Chapter 22: Trauma

2.7K 175 5
                                    

*****

tidak ada yang benar-benar bisa dipercaya dari seorang manusia, bahkan orang terdekat sekalipun.

*****

Disaat Lizora keluar dari ruangan dance setelah menghabiskan seluruh jam istirahat untuk berlatih, Maxime tiba-tiba datang entah darimana dan menariknya untuk ikut. Sepanjang koridor yang mereka lalui, Lizora hanya bisa meronta meminta dilepaskan dan sesekali bertanya kemana Maxime akan membawanya pergi. Namun, Lizora lupa, yang bersamanya kini bukan Elfino yang akan meladeni semua kata yang keluar dari bibirnya, melainkan Maxime yang dikenal dingin dan tidak peduli sekitarnya.

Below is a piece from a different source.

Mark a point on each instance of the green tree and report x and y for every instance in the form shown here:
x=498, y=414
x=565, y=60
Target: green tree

Daripada lelah berdebat dengan orang yang tidak akan mempedulikannya, Lizora memilih terus melangkah mengikuti kemanapun Maxime pergi meski sedikit terpaksa.

Gudang. Maxime membawa Lizora masuk ke dalam gudang dan langsung menutup pintunya rapat-rapat. Lizora tidak bisa menebak, apa yang ada dipikiran Maxime sekarang? Dia mengedarkan pandangannya ke seluruh isi gudang. Ada banyak bangku yang sudah tidak terpakai tertumpuk acak. Terdapat sarang laba-laba yang menempel di dinding-dinding yang rusak dan kasar. Kondisi gudang cukup menyeramkan, membuat bulu kuduk Lizora berdiri.

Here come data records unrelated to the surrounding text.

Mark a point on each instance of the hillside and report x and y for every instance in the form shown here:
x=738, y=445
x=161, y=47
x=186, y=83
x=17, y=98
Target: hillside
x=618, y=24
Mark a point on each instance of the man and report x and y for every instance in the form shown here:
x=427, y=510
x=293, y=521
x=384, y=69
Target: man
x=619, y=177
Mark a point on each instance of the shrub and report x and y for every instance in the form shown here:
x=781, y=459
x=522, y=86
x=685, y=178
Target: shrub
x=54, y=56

"Lo ... ngapain bawa gue kesini?"

"Gue mau bicara empat mata sama lo, Zor," jawab Maxime dengan raut terlampau serius.

"Kalau emang mau ngomong sama gue, jangan disini juga," balas Lizora seraya melihat setiap penjuru gudang dengan perasaan was-was. "gue gak suka tempatnya."

Lizora masih terus mengedarkan pandangan ke seluruh gudang yang gelap dan sepi. Dia membelalakkan mata begitu melihat bekas darah yang mengering di lantai gudang yang berdebu. Lizora refleks memegang dadanya seraya menatap Maxime.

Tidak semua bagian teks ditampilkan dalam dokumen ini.